We all know the importance of recycling but do we know exactly what we can recycle and how?
In this blog, we’re going to go through each of the recycling symbols, what they mean and how you can recycle them.
The on-pack recycling labels will be your primary stop for where and how you should be recycling your items. They’re specifically designed to be as informative and as clear as possible; however, they don’t know where you’re located in the country and what recycling systems your council has in place. For this, recyclenow.com has a great calculator to tell you exactly where you can go to recycle certain items.
The on-pack recycling labels are the work of Recycle Now, a national recycling campaign for England, supported and funded by Government. Recycle Now’s logo is the basis for all OPRLs and should be easily recognisable.
This logo denotes that over 75% of England’s councils provide household recycling collection for that packaging type. Bear in mind that you may be in the 25% of councils that don’t recycle this waste, so research your council’s recycling facilities thoroughly.
Here you can see how the label tells you which part of the packaging it refers to (BOX/BOTTLE) and the material it consists of (CARDBOARD/GLASS), helping you easily separate your packaging into recyclables and non-recyclables.
This logo tells you that this part of the packaging is only recycled by 20-70% of local councils. Check with your local council before putting this material into your recycling bin.
This logo lets us know that this part of the packaging is only being recycled by 20% of councils. We would recommend that you still check with your local council as to whether this material is being recycled in your area, as it does not definitively mean it’s not recycled.
This is similar to the ‘widely recycled’ label, however it applies to local recycling provisions. 75% of councils have recycling provisions for this material, but less than 75% of them collect at kerbside.
Check with your local council for kerbside and collection point recycling facilities.
Some materials, such as plastic films, can now be recycled at supermarket carrier bag collection points.
These materials are often in cereal packets, kitchen roll wraps and grocery produce.
The majority of empty metal paint cans can be deposited for recycling at most local authority recycling centres.
As always, check your local council website for more information.
This symbol indicates that the product is capable of being recycled. It does not guarantee that the material will be accepted by your local recycling centre or collection. It does not signify that the product is made from recycled materials.
This Green Dot’s meaning is often confused with the Mobius Loop’s. This dot does not mean that the packaging is recycled or recyclable.
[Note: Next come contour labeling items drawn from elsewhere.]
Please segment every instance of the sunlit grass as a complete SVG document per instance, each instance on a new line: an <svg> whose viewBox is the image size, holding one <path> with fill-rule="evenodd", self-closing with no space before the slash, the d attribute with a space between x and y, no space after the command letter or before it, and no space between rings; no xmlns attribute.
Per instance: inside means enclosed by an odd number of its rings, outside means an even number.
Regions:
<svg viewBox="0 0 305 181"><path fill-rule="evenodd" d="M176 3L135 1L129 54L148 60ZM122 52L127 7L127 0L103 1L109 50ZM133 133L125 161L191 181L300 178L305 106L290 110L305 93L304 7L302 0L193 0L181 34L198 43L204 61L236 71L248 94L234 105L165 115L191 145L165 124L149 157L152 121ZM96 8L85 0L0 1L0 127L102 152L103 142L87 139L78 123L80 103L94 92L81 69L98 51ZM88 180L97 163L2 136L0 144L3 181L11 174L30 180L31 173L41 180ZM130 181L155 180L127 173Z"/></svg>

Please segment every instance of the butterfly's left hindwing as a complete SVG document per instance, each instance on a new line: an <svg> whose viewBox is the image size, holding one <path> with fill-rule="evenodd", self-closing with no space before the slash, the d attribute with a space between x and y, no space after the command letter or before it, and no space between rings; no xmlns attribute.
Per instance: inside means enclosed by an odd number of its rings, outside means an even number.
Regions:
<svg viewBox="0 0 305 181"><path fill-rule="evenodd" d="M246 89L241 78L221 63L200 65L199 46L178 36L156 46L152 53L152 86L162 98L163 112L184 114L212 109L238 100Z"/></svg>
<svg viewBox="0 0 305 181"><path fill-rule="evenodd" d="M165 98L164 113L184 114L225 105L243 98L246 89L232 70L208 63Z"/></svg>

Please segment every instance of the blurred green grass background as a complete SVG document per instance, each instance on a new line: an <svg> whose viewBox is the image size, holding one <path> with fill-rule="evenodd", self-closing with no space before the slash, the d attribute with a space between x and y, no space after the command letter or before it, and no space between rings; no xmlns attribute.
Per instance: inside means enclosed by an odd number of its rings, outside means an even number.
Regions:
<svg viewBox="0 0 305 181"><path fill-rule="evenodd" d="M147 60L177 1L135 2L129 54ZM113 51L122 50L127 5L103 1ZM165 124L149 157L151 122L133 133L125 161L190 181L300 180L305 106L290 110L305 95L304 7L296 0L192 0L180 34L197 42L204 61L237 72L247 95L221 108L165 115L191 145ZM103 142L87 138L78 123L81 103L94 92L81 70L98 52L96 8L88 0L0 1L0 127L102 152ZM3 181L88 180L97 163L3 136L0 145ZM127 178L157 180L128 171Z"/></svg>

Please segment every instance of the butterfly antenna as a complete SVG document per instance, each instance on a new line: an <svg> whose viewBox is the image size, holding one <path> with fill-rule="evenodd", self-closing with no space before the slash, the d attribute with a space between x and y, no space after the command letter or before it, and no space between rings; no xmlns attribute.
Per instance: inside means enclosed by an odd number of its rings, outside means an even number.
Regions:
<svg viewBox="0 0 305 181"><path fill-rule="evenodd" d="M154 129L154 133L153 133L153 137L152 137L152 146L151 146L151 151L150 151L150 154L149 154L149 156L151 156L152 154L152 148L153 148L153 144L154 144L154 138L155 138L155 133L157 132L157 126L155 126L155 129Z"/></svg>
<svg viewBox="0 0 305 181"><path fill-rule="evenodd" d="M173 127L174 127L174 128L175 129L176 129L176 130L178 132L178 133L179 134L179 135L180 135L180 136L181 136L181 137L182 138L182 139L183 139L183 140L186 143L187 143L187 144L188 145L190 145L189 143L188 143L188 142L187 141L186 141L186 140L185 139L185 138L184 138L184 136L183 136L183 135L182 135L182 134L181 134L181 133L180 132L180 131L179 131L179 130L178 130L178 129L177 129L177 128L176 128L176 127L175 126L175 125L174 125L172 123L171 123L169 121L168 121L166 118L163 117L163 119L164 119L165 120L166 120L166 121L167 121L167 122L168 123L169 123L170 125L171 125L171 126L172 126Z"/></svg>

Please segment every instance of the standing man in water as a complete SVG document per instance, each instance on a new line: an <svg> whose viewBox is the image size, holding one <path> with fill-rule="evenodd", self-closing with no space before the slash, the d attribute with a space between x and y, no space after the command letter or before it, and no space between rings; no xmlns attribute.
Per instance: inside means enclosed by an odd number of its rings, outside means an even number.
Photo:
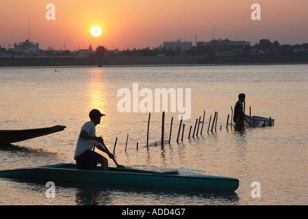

It shows that the producer has financially contributed to the recovery and recycling of packaging.
The Mobius Loop with a number in the centre and a letter code bellow signifies what kind of plastic the packaging is made from. The code should help you identify whether it’s recyclable in your area.
The majority of glass is recyclable. If you are depositing your glass bottled or jars at a bottle bank, remember to separate the glass by colour and remove any non-glass components like bottle tops and lids.
This logo lets you know that this product is made from recyclable aluminium.
Where you see this logo, it means that waste electrical items, such as household appliances, mobile phones and IT equipment, can be recycled.
This logo certifies that the product is ‘industrially compostable’ according to European standard EN 13432/14955’
This is the National Association of Paper Merchants’ stamp. It certifies that the product is made from a minimum of 50% genuine waste paper or board fibre.
Check with your local recycling centre if they accept this kind of paper, as paper can only be recycled a certain number of times.
This icon is from the Forest Stewardship Council and identifies products that contain wood from sustainable and certified forests.